Take education and labor force participation. With 60 percent of the population now with at least a lower secondary education degree, the region has experienced a 40 percent increase in the average years of schooling in the past 20 years, the fastest improvement in the world. How will curricula need to evolve to empower young people with the appropriate skills to sustain a dynamic private sector and to foster innovation?
However, while schooling has improved, employment has stagnated, primarily because of low female labor force participation. In a country like Egypt, equalizing the employment rate between male and female can deliver in the long run a GDP per capita that is 50 percent higher. What changes – including in availability and affordability of child and elderly care, in rights protection, in regulatory barriers – can materialize those gains?
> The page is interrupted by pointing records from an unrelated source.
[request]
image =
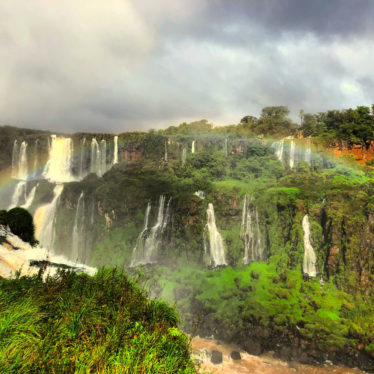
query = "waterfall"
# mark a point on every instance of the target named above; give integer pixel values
(115, 155)
(225, 147)
(103, 157)
(22, 162)
(278, 146)
(95, 157)
(36, 150)
(19, 194)
(308, 153)
(77, 240)
(30, 197)
(15, 155)
(44, 218)
(292, 154)
(251, 234)
(184, 155)
(216, 245)
(82, 158)
(166, 152)
(59, 165)
(149, 240)
(309, 265)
Another challenge is widespread informality. In Egypt, for instance, informal employment accounted for 69 percent of total employment in 2018. In countries like Morocco and Jordan, it is about 59 percent and 77 percent, respectively. The picture is even more grim when these are benchmarked against private sector employment. About 86 percent of all private sector employment is informal in Egypt; Morocco and Jordan are not far with 84 percent and 75 percent. In such conditions, which regulations, continuing education frameworks, and pension systems design can support dynamic labor markets while protecting workers from risk?
Then, there are emerging vulnerabilities. As the climate change crisis looms large, and oil prices are on a downward trend, what policies will effectively support diversification away from hydrocarbons towards job-rich growth in oil-rich countries?
Against the backdrop of large spatial inequalities and limited internal mobility, how can cities provide the necessary ecosystems to sustain robust growth in manufacturing and services, which are particularly job-rich?
Overall, with resource-rich and resource-poor countries, countries that are net sources of migration and countries with small native populations that instead need immigration, increasing fragility and devastating humanitarian crises unfolding side by side to some of the richest societies in the world, MENA is exceptionally diverse. Clearly, no one-size-fits-all solution will magically create the jobs needed to sustain growth and make it an inclusive process.
But the very reasons that make it difficult to find the silver bullet for a jobs agenda in MENA are the ones that make this region a unique laboratory for new ideas. With this commentary, we intend to open a platform for discussion to crowd in solutions from different sectors and vantage points on what it takes to create jobs in MENA. You are invited. RSVP.